L’atrofia ossea è un fenomeno che colpisce soprattutto le aree sottoposte ad un’estrazione, come risultato del fatto che la radice del dente non affonda più nella gengiva.
In altri casi, invece, avere poco spessore delle strutture che costituiscono le arcate dentali è un fattore genetico che si sviluppa sin dalla nascita.
Quando un dente viene estratto, la soluzione migliore per rimpiazzarlo e, quindi, andare ad evitare che la dentatura si modifichi, condizionando masticazione, postura, equilibrio e capacità di parlare è quella di inserire protesi dentali fisse: gli impianti.

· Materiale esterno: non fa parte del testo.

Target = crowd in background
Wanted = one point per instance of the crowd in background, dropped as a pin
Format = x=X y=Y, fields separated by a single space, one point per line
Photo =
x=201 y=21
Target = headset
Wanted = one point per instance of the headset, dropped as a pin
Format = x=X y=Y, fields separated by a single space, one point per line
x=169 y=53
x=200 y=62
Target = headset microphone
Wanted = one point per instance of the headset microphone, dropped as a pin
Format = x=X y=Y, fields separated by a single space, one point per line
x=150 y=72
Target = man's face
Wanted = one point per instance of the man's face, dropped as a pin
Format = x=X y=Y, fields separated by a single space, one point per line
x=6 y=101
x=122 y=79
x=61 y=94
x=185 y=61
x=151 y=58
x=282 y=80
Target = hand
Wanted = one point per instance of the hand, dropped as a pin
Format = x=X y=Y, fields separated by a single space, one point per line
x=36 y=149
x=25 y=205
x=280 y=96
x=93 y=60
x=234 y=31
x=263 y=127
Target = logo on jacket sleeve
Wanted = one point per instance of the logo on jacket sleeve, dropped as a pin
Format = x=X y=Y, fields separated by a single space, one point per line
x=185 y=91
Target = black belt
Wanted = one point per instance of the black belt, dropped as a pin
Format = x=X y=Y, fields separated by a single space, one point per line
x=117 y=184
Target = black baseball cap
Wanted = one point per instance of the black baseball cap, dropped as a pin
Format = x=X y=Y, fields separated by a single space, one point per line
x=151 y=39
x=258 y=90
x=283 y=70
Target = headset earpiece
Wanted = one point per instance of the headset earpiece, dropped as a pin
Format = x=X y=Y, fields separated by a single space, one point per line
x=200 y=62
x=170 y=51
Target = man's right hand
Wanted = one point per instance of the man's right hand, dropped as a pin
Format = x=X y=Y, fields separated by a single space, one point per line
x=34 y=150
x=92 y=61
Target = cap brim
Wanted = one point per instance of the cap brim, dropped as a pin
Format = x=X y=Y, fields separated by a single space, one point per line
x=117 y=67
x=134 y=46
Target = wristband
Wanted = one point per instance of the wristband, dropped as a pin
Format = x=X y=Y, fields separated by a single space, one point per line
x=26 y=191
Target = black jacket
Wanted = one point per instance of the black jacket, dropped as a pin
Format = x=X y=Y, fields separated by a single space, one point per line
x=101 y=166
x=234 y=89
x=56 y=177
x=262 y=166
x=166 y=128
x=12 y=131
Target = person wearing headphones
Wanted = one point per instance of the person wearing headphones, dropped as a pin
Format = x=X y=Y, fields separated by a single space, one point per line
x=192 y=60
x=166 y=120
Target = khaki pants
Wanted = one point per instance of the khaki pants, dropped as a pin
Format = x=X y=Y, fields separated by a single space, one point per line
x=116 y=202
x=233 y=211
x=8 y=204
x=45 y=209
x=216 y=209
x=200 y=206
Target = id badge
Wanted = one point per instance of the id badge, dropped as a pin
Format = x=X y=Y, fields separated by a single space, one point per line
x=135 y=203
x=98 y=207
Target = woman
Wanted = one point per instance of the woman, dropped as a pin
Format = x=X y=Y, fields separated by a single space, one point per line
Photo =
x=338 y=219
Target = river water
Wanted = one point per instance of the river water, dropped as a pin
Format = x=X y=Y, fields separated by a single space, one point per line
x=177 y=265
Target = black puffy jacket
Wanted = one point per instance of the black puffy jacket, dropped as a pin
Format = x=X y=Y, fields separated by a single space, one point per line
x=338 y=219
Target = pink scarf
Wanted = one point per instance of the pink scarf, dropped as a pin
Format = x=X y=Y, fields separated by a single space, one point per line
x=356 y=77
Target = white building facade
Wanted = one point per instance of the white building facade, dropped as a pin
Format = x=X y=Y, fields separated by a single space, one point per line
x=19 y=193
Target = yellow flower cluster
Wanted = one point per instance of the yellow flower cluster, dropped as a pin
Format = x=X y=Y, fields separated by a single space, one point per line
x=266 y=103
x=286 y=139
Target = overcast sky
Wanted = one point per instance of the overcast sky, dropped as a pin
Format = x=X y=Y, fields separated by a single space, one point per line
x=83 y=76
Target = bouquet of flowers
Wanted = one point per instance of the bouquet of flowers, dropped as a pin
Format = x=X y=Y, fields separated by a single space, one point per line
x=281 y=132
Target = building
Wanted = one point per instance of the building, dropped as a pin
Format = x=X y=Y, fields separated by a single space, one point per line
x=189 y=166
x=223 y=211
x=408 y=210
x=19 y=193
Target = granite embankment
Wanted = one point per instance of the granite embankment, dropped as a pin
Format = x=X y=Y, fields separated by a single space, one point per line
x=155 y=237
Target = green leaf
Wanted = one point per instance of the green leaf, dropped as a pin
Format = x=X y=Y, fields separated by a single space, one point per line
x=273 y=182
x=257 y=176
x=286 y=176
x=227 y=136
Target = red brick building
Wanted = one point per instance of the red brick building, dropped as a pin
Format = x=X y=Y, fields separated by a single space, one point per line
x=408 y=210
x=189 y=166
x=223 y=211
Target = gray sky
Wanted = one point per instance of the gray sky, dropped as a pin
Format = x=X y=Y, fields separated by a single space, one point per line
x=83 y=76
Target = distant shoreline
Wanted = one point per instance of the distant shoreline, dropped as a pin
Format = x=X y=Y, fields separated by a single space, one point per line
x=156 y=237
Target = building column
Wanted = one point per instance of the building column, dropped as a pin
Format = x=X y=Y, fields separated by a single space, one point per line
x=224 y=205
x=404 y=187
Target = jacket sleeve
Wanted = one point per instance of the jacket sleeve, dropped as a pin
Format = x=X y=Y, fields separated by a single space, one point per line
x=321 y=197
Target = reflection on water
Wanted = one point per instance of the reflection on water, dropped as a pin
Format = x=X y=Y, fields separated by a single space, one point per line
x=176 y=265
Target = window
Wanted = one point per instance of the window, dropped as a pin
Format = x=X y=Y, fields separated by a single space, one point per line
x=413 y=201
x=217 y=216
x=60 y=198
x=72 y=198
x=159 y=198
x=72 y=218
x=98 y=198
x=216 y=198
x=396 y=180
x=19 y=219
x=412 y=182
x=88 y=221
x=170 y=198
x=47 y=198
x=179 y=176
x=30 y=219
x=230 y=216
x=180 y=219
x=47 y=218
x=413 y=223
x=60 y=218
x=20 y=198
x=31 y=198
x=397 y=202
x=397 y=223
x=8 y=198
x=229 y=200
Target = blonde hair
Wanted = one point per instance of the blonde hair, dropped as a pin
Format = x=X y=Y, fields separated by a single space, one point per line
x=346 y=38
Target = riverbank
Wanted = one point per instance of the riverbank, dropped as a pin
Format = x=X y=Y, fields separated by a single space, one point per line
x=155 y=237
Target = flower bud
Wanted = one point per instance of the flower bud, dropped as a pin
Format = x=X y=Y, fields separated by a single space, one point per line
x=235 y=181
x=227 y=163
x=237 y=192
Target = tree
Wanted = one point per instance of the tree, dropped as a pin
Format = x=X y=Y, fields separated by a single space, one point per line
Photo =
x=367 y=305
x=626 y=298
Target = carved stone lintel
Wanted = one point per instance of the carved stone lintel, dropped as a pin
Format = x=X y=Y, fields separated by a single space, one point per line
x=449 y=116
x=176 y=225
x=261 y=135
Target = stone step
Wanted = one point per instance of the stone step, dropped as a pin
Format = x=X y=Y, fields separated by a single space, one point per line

Per essere inseriti correttamente, però, è necessario che l’osso sia in buona salute, abbia il sufficiente spessore e presenti una densità ossea ottimale.
Quando i pazienti presentano un’insufficiente densità ossea, infatti, possono sorgere delle complicazioni, come l’instabilità dell’impianto o una cattiva osteointegrazione, che potrebbero indurre il professionista a riflettere sul tipo di operazione da eseguire.
Tuttavia, grazie a procedure speciali e all’utilizzo di moderni software per la chirurgia 3D, inserire impianti dentali senza osso è possibile, con la minima invasività e con risultati eccellenti.